Figure 6. Relative position of ectopic heterochromatin domains reveals an anaphase-specific stretch.

(A) Schematic representation of the chromosomal location of the probes used; (B) FISH of wild-type cells showing that in anaphase cells these probes detect only centromere-proximal regions; (C) FISH of anaphases in C(2)EN-bearing strains showing the position of ectopic heterochromatin regions labelled by the indicated probes. Note that in these cells the ectopic heterochromatin appears totally unresolved (C′), forming chromatin bridges (C′′) or already resolved (C′′′). Graphs show the relative position of ectopic heterochromatin regions of C(2)EN chromosomes relative (D) to its entire chromosome length and (E) to the length of Chromosome III; (n≥20, ***p<0.0001, two-tailed students t-test; datasets can be found in Table S2).

Figure 7. Wapl mutants exhibit chromosome stretching during anaphase.
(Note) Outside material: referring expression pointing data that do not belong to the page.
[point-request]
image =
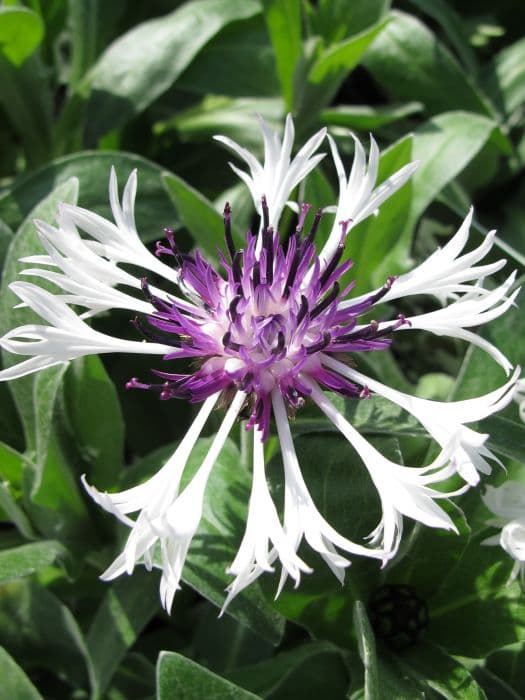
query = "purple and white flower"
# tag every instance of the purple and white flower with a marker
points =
(272, 328)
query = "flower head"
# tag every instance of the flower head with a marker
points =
(507, 502)
(273, 327)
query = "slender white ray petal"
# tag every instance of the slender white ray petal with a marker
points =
(402, 490)
(507, 502)
(301, 517)
(67, 336)
(280, 174)
(357, 196)
(445, 420)
(519, 396)
(263, 529)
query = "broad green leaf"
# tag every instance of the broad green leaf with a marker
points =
(444, 146)
(14, 512)
(94, 415)
(340, 58)
(27, 559)
(220, 68)
(493, 686)
(37, 629)
(505, 78)
(215, 545)
(410, 63)
(283, 18)
(178, 677)
(473, 611)
(84, 20)
(323, 70)
(6, 236)
(436, 669)
(143, 63)
(508, 664)
(455, 29)
(336, 19)
(153, 209)
(50, 489)
(21, 31)
(34, 396)
(367, 651)
(316, 669)
(127, 607)
(15, 683)
(199, 216)
(366, 118)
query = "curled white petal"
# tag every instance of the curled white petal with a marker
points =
(357, 196)
(445, 421)
(255, 555)
(66, 338)
(507, 502)
(402, 490)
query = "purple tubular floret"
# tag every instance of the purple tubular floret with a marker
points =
(267, 323)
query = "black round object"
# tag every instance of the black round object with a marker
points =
(397, 615)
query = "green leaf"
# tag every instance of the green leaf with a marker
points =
(508, 664)
(93, 412)
(21, 31)
(455, 29)
(199, 216)
(143, 63)
(367, 651)
(184, 679)
(316, 669)
(336, 19)
(14, 512)
(368, 118)
(25, 560)
(128, 606)
(283, 18)
(38, 630)
(444, 146)
(473, 592)
(436, 669)
(410, 63)
(153, 209)
(15, 683)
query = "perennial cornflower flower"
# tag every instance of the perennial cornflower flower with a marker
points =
(270, 330)
(507, 503)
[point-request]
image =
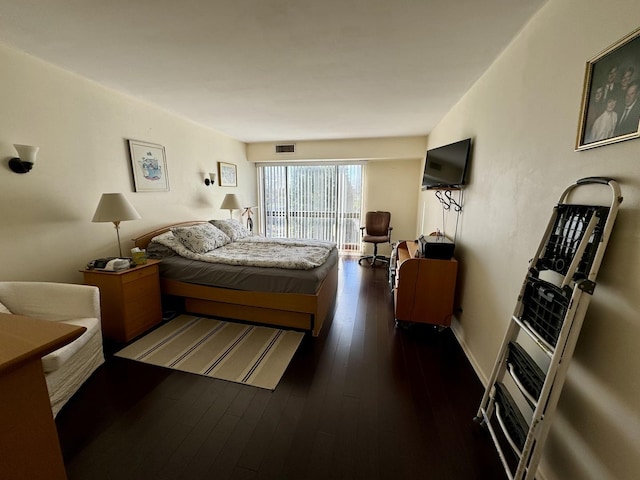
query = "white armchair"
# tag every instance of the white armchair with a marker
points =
(67, 368)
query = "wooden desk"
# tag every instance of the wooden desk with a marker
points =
(29, 445)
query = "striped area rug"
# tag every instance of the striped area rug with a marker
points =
(247, 354)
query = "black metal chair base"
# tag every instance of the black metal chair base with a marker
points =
(372, 259)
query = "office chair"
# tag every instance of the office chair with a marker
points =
(376, 231)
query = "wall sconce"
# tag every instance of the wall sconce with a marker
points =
(231, 203)
(25, 160)
(211, 180)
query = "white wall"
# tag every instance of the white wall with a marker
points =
(523, 114)
(81, 129)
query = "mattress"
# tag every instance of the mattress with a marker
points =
(239, 277)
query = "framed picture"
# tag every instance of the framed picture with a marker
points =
(610, 100)
(228, 174)
(149, 165)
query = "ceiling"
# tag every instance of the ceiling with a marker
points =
(277, 70)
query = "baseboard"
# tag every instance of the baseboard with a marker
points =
(456, 328)
(457, 332)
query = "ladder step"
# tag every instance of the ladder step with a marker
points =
(568, 233)
(545, 306)
(514, 425)
(527, 374)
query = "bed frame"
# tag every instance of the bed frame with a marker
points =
(292, 310)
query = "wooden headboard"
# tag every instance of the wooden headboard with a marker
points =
(143, 240)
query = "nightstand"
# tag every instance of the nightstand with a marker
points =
(130, 302)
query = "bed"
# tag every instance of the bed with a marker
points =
(272, 301)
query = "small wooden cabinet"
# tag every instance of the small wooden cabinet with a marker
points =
(423, 288)
(130, 302)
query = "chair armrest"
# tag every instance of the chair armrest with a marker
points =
(51, 301)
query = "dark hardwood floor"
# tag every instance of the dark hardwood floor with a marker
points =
(362, 401)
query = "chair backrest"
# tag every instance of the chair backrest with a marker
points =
(377, 223)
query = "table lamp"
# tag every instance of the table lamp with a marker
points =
(114, 207)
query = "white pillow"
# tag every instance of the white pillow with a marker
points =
(233, 228)
(4, 309)
(201, 238)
(A) Live-imaging of chromosomes in wild-type and wapl^C204 neuroblast cells. Time 0∶00 equals anaphase onset and scale bars is 10 µm. (B) Quantification of anaphase chromosome length in wild-type and wapl^C204. wapl^C204 are significantly longer than wild-type cells (n≥10, ***p<0.0001, one-tailed students t-test; datasets can be found in Table S2); (C) Anaphase chromatid length plotted relatively to the metaphase area showing no significant correlation between stretched chromosomes and the organization of the metaphase plate.